15 years after Sep 11, 2001, let us commit to doing 15 acts of gemilut chasadim, acts of loving kindness, and may we then fulfill the teaching I share from my tradition, mizvah goreret mitzvah, that one good deed leads us to do another, until the world is overflowing with deeds of kindness and compassion like the waves that flow onto the sand.  Amen.

Thursday, August 25, 2016

Why do we observe Tisha B'Av?

Rabban Gamliel, Elazar ben Azariah, Rabbi Joshua and Rabbi Akiva went to Jerusalem.  They reached the Temple that was in ruins and saw a fox emerging from the ruins of the Holy of Holies.  The others started to cry but Rabbi Akiva laughed.  They asked, “Why are you laughing Akiva?”  He replied, “It was prophesied (Book of Lamentations) that foxes would haunt the Temple Mount, and it was also prophesied that the ‘old men and women will yet dwell in the streets of Jerusalem’.  Now that the first has happened, we know the second, the redemption, will happen, too.”
They replied, “Akiva, you have consoled us, you have consoled us!”

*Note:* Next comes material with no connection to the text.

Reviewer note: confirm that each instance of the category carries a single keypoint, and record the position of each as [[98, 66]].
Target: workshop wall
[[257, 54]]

We have an ambivalent approach to mourning the Temple.  In our Siddur, we changed the language in our Musaf service from ‘we will offer sacrifices at the Temple’ to ‘We once offered sacrifices…’ but we also kept “May the Temple be rebuilt soon and in our days.” 

We support the State of Israel as a democracy and the evolution of our faith from priesthood and offerings to prayer, tzedakah, and community building.  I suggest we’d find it strange to see rebuilding of the Temple and restoration of its rituals with the inevitable political and religious fallout from the actual rebuilding.

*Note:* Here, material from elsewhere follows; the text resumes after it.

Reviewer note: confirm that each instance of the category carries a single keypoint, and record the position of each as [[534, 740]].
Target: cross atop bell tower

So why then do we observe this holiday of Tisha B’av, even granted that other national tragedies occurred on the same day in history?

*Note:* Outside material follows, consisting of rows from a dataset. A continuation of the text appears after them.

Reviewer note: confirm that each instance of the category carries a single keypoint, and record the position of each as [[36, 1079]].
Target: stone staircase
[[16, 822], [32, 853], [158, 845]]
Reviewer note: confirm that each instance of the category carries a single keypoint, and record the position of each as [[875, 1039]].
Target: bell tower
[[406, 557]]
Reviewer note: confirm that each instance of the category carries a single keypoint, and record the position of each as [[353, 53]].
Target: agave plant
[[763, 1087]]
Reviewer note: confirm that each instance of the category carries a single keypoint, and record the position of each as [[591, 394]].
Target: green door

Why observe this holiday that in many communities is even less familiar that Shemini Atzeret or T”u Bi’shevat?

It’s a holiday that according to writer Simon Yisrael Fuerman (Tablet Magazine) probably was familiar to many only from a classic Allan Sherman song, “Why did she go and fall in love, I haven’t seen her since last Tisha B’av.”

One way to see Tisha B’av’s relevance is as a day long Tachanun – the weekday prayers when we ‘lean in’ on God for support.  We’re soaked in tears, we’ve had too much, we’re done, we’re cooked and we can’t go on without a source of strength from outside ourselves.

There are two pieces of the Tachanun that have always spoken to me and that bear on our experience of Tisha B’Av – giving us two ways to reflect on this upcoming moment of remembering sadness, destruction, pain and loss.

The first is “We do not know what to do…” Va’anachnu lo nedah mah naseh…We search, often in the dark, for answers, what to do, how to do it, why me?  Why us?  Why now?  The 9th of Av is a day of recognizing our humanity, recognizing we don’t have all the answers, that we’re searching, hoping, praying for inspiration – but often that light bulb just doesn’t pop up over our heads.

The second is “Remember compassion in the midst of anger” Bero’gez ra’chem tizkor…Around us there is so much anger, stress, crankiness, edginess, and impatience.  It feels like the world is on edge.  There are 7 billion, 442 million, 886 (or so) people on earth flying past each other at digital light speed, car horns blaring, lives exposed on social media more than we’d care to realize [even for those of us who are not on Facebook].  And so we ask God to remember compassion for each of us when thing don’t work out the way we hoped, when we’re lonely and lost and angry with ourselves, angry with God.  We ask God to help us be gentle, not backing down or giving up – but patience in strength and endurance.

The 9th of Av makes the evils of the world more real to us because we choose to confront them through the lens of our lived experience, to shed tears at what we’ve lost while never forgetting how far we’ve come against all odds.

And if we find ourselves laughing like Rabbi Akiva, then let’s laugh, release the tension, notice the irony, and live with things unfinished and in disorder, at least for a day.